Microsoft VibeVoice: Frontier Open-Source Voice AI, and How to Run It Locally

If you've heard an AI-generated "podcast" that actually sounded like two people talking — natural
turn-taking, banter, the occasional bit of background music swelling at the right moment — there's
a decent chance it came from VibeVoice, Microsoft's
open-source voice-AI family. It's genuinely impressive technology, and it's also a useful object
lesson in what happens when a frontier speech model meets the open internet.
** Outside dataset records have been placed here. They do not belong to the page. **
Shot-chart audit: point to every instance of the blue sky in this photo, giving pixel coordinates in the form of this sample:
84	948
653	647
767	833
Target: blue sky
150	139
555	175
Let me cover both: what
it is, and how to actually run it on your own machine today.

What VibeVoice is

VibeVoice isn't one model — it's a family of open-source frontier voice-AI models spanning both
text-to-speech and speech recognition:

VibeVoice-TTS (1.5B) — long-form, multi-speaker TTS. Synthesizes up to 90 minutes of
speech in a single pass with up to 4 distinct speakers, English + Chinese (and emergent
cross-lingual). This is the podcast-generator everyone shared. Accepted as an Oral at ICLR 2026.
VibeVoice-Realtime (0.5B), a.k.a. VibeVoice-Streaming — a lightweight real-time TTS with
streaming text input, ~200 ms first-audio latency, and robust long-form generation (~10 minutes,
8k-token context). Single-speaker, English-focused.
VibeVoice-ASR (7B) — the flip side: speech-to-text. One pass over 60 minutes of audio,
producing structured who / when / what transcripts across 50+ languages. It's now shipped in
Hugging Face transformers.

The clever bit: 7.5 Hz tokens + next-token diffusion

The reason VibeVoice can hold a 90-minute conversation together is its continuous speech
tokenizers (acoustic + semantic) running at an ultra-low frame rate of 7.5 Hz. Most neural
audio codecs tokenize at dozens or hundreds of frames per second; at 7.5 Hz the sequence is short
enough that a language model can reason over an hour of audio without drowning in tokens. On top
of that sits a next-token diffusion framework: a Large Language Model (Qwen2.5 is the base)
understands the text and dialogue flow, and a diffusion head generates the high-fidelity acoustic
detail. The real-time 0.5B variant drops the semantic tokenizer and uses an interleaved, windowed
design — encoding incoming text chunks while it keeps generating audio from prior context.

That low-frame-rate-tokenizer-plus-diffusion-head recipe is the whole trick, and it's why the output
is both long and natural.

The part you have to talk about: it got pulled

Here's the honest history, because it directly affects what you can run:

2025-09-05 — "After release, we discovered instances where the tool was used in ways
inconsistent with the stated intent… we have removed the VibeVoice-TTS code from this repository."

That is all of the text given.